The Massachusetts Appeals Court recently considered whether a defendant’s confession to the police should be suppressed because of his level of drunkenness. In Commonwealth v. Bigley, the police responded to a motor vehicle accident. When they arrived, the police saw a motorcycle lying in the middle of the road and on fire.
The defendant was found about a quarter of a mile away. He was unsteady on his feet and smelled strongly of alcohol. He exhibited all of the usual signs of intoxication and appeared “very agitated.” The police asked where he had been earlier in the evening and he said he was at a concert and had been driving his motorcycle. The defendant then became emotional and told the police, “I’m fucked, my marriage is over, there goes my kid, I’ll be going away for the next three to five years.” The defendant was arrested and ultimately convicted of operating under the influence of alcohol, fourth offense.

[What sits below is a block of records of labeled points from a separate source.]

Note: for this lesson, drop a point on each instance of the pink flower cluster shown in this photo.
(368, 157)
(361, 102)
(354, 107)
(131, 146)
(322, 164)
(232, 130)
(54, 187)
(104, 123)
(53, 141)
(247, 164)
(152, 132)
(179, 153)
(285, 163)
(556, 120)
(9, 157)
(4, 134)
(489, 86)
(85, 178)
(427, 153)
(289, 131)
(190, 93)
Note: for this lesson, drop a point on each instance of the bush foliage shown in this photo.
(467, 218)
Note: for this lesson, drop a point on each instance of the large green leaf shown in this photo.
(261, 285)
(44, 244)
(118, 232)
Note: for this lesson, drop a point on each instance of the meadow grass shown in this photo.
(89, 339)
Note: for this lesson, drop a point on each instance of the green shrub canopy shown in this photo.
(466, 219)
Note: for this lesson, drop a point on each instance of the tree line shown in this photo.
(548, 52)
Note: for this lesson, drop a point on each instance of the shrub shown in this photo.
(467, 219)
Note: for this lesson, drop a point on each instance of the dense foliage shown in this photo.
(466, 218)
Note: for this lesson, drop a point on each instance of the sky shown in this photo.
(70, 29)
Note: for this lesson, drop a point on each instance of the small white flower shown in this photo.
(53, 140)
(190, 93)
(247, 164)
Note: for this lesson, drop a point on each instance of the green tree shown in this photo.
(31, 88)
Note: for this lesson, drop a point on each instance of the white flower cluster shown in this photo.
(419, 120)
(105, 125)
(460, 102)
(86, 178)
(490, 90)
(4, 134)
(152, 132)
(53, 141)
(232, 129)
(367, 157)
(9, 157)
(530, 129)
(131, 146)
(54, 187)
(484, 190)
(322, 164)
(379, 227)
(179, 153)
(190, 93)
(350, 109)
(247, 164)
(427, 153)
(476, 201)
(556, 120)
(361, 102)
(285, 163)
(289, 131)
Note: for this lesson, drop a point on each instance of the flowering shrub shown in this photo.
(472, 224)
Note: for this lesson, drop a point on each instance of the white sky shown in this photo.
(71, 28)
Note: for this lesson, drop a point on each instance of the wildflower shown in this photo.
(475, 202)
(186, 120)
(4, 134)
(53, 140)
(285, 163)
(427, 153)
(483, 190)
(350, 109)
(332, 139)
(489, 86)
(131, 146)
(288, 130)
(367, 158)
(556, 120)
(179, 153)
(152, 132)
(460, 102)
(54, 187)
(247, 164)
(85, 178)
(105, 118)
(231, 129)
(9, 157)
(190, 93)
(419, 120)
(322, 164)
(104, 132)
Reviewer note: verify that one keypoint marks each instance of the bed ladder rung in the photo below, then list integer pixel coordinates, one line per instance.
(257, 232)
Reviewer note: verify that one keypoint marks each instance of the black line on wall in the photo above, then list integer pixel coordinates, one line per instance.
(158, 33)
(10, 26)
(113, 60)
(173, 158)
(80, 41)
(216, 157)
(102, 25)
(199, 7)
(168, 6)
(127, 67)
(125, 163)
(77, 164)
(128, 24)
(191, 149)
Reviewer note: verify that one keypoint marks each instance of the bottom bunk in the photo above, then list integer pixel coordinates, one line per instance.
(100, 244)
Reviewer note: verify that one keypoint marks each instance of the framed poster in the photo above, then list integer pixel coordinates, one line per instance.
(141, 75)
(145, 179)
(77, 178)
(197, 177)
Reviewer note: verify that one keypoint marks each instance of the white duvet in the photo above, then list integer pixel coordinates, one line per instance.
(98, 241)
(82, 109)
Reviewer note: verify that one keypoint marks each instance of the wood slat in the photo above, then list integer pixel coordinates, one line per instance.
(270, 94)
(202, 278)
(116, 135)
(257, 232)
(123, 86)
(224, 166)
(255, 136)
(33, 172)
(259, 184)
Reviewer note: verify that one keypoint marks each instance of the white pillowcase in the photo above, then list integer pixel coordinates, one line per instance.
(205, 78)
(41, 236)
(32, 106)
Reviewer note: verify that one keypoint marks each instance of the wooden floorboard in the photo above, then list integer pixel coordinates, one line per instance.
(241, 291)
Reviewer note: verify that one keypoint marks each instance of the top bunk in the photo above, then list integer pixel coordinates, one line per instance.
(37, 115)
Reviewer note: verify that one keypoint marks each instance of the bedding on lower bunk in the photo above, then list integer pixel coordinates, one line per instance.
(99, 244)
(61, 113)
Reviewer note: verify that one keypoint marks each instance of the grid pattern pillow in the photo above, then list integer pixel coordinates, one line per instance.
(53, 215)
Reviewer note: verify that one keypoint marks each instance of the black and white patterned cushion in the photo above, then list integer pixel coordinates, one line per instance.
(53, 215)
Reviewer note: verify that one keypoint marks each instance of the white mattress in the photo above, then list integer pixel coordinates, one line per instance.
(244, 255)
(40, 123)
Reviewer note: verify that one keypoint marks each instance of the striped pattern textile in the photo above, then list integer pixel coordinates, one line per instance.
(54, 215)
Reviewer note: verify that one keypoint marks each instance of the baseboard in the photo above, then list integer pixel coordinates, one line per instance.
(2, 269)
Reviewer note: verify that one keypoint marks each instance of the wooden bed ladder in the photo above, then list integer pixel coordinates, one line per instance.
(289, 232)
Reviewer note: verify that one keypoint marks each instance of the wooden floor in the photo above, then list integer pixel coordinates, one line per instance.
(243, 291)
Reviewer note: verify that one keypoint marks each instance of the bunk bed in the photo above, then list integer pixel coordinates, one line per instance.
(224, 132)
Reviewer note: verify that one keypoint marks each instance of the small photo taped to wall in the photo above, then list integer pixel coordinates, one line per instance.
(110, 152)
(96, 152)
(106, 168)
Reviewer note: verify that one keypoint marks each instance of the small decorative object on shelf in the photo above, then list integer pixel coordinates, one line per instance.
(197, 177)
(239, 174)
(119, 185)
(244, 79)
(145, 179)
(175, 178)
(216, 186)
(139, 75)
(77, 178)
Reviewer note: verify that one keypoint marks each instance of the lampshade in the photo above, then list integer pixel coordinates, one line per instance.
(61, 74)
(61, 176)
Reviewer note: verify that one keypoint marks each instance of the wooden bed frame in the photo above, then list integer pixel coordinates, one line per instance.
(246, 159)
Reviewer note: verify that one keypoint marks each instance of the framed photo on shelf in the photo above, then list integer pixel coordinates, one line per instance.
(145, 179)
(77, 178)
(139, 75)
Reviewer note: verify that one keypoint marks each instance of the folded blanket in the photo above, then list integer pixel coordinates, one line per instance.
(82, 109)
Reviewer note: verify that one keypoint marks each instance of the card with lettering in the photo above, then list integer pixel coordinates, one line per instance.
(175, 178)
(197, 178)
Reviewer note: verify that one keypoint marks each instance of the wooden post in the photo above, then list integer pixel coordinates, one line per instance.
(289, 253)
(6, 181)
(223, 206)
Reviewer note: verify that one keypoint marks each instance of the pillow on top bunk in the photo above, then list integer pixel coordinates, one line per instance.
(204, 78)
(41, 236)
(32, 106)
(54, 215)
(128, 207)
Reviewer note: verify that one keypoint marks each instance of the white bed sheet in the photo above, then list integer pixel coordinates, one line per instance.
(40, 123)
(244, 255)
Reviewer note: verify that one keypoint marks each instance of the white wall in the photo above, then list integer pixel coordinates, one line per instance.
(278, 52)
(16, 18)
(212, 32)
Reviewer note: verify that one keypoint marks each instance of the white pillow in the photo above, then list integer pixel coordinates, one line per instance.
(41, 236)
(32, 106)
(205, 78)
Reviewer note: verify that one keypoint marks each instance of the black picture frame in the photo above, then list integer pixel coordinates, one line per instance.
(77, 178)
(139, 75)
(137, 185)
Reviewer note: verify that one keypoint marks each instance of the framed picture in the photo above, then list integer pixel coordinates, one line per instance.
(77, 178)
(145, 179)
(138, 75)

The question on appeal was whether the client was too drunk to waive his Miranda rights and whether his statements were voluntarily made (statements that are deemed “involuntary” by a judge are not admissible in court). The Appeals Court ruled that the defendant’s high level of intoxication did not render his statements involuntary and did not impair his ability to waive his Miranda rights. Mere drunkenness is not enough – the Court ruled that only when a defendant appears “detached from reality” will his drunkenness provide a justification for possibly suppressing his statements.
This case is yet another important reminder that nobody should ever speak to the police about a criminal investigation without first consulting a criminal defense attorney. If the defendant here had not made any statements to the police, the prosecutor would have had a hard time even proving that he was driving the motorcycle.